Aldosterone and the mineralocorticoid receptor (MR) are well-studied drivers of cardiac remodeling and MR antagonists are considered standard therapy of heart failure with reduced ejection fraction (HFrEF). However, their role in heart failure with preserved ejection fraction (HFpEF) is less clear, with clinical trials reporting divergent results. Therapeutic options for HFpEF are limited, which may be due to the lack of adequate preclinical models. In this study, we evaluated the impact of MR overactivation and inhibition on the development and treatment of HFpEF in mice.

Methods and Results

To induce MR overactivation, C57Bl/6 wildtype mice received aldosterone (ALDO) via osmotic minipumps (500 µg/kg BW/d) and a high salt diet (1% NaCl with drinking water) for two weeks or high salt diet alone (CTRL). Echocardiography revealed an increase in left ventricular (LV) ejection fraction, LV hypertrophy, and impaired diastolic function (E/E’ ALDO 36.2 ± 0.5 vs. CTRL 27.8 ± 0.7, P<0.0001), and left atrial dilation, resembling a typical HFpEF phenotype. This was associated with an increased occurrence for atrial arrhythmia (ALDO 55% vs CTRL 6%, chi2 P<0.01) in aldosterone treated mice and disturbed electrical conductance ex vivo. After aldosterone treatment, LV showed moderate fibrosis (Sirius red positive are ALDO 6.1% vs CTRL 3.6%, P<0.01) and increased passive mechanical tissue stiffness as determined by nanoindentation compared to CTRL.

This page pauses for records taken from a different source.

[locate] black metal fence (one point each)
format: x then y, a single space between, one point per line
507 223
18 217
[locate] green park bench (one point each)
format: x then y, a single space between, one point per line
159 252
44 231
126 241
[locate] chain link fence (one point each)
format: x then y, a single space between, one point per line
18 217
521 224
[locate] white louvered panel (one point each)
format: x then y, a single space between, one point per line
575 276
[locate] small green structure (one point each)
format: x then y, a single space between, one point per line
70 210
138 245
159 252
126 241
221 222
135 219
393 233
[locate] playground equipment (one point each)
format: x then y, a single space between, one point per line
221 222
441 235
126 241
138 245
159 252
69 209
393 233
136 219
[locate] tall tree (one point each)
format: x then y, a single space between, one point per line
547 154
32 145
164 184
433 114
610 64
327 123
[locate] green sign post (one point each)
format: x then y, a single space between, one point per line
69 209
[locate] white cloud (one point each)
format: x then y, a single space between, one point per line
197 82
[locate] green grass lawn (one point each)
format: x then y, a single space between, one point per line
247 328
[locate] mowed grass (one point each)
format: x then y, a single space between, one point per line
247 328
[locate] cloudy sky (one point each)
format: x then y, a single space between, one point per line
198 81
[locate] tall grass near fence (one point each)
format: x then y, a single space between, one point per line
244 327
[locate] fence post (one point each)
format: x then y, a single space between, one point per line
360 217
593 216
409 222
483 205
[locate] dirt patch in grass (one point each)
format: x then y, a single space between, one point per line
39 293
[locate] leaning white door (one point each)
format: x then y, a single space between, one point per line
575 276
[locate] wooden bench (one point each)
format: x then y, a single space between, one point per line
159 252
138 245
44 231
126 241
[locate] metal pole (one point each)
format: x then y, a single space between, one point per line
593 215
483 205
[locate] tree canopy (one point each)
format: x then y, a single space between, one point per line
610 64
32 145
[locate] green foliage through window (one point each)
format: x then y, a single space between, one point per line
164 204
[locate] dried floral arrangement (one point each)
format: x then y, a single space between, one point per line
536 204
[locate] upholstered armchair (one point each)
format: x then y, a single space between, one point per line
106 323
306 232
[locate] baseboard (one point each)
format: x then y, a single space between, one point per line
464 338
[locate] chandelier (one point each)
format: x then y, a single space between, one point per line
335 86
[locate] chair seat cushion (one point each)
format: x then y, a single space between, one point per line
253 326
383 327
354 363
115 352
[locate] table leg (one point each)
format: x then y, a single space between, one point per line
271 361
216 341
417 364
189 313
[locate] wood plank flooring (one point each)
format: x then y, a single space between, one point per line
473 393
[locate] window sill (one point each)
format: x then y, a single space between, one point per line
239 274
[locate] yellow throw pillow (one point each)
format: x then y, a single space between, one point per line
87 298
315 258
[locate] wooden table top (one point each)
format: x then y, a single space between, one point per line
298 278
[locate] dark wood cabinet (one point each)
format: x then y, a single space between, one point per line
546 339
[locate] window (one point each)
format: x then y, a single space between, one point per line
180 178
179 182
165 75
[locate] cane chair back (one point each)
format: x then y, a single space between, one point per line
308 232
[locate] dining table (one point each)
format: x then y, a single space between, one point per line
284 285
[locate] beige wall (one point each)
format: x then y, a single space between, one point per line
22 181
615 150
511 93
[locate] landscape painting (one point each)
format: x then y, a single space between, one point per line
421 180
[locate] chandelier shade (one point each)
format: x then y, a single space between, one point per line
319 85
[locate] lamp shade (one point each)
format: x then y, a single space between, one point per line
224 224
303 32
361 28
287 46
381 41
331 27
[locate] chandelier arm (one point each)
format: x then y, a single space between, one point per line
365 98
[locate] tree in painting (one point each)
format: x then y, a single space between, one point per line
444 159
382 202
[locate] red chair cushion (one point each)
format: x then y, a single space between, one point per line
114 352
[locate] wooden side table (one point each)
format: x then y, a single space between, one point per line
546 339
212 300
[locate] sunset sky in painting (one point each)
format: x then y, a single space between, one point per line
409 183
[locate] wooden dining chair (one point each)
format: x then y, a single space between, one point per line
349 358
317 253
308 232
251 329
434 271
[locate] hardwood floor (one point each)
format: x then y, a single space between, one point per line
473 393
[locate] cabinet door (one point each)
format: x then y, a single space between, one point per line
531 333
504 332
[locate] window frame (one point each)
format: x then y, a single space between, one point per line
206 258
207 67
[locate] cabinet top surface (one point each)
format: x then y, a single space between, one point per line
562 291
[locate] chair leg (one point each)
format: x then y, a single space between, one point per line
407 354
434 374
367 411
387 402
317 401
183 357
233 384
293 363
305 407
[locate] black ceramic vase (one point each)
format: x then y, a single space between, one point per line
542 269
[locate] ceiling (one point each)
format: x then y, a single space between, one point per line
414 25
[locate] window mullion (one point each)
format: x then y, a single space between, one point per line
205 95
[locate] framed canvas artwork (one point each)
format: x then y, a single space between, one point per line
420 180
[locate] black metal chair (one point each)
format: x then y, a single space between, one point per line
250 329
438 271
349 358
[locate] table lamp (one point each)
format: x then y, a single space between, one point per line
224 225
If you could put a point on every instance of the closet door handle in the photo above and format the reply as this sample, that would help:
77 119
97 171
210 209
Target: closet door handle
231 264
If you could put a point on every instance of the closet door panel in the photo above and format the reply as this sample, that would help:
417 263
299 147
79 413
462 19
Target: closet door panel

To investigate whether the phenotype was reversible, aldosterone treatment was stopped after two weeks and the mice were followed for six months and received either the MR antagonist eplerenone (200 mg/kg/d with chow) or control diet. Remarkably, echocardiography indicated a spontaneous recovery of the phenotype treated with control diet or the MRA, already two months after aldosterone treatment was stopped. At the endpoint of the experiment, no signs of hypertrophy or fibrosis were detectable.

To investigate the molecular mechanisms underlying the HFpEF phenotype, single nucleus RNA-Seq was performed from LA and LV tissue after two weeks of aldosterone or CTRL treatment (n = 2 per group). In LV from aldosterone treated mice, the greatest difference compared to CTRL was observed in cardiomyocytes (345 differentially expressed genes in LV/182 in LA, FDR<0.05), endothelial cells (172/282 DEGs), fibroblasts (192/150 DEGs), and in pericytes (102/96 DEGs). Comparison of differential gene expression in LV and LA cells indicated a chamber-specific response to ALDO.

Conclusion

Aldosterone-salt treatment induces LV diastolic dysfunction, atrial dilation, and arrhythmia in mice, resembling a HFpEF phenotype, that spontaneously recovers after aldosterone treatment is stopped. This model could help to identify characteristics of HFpEF patients in whom the disease is still reversible and to develop appropriate biomarkers.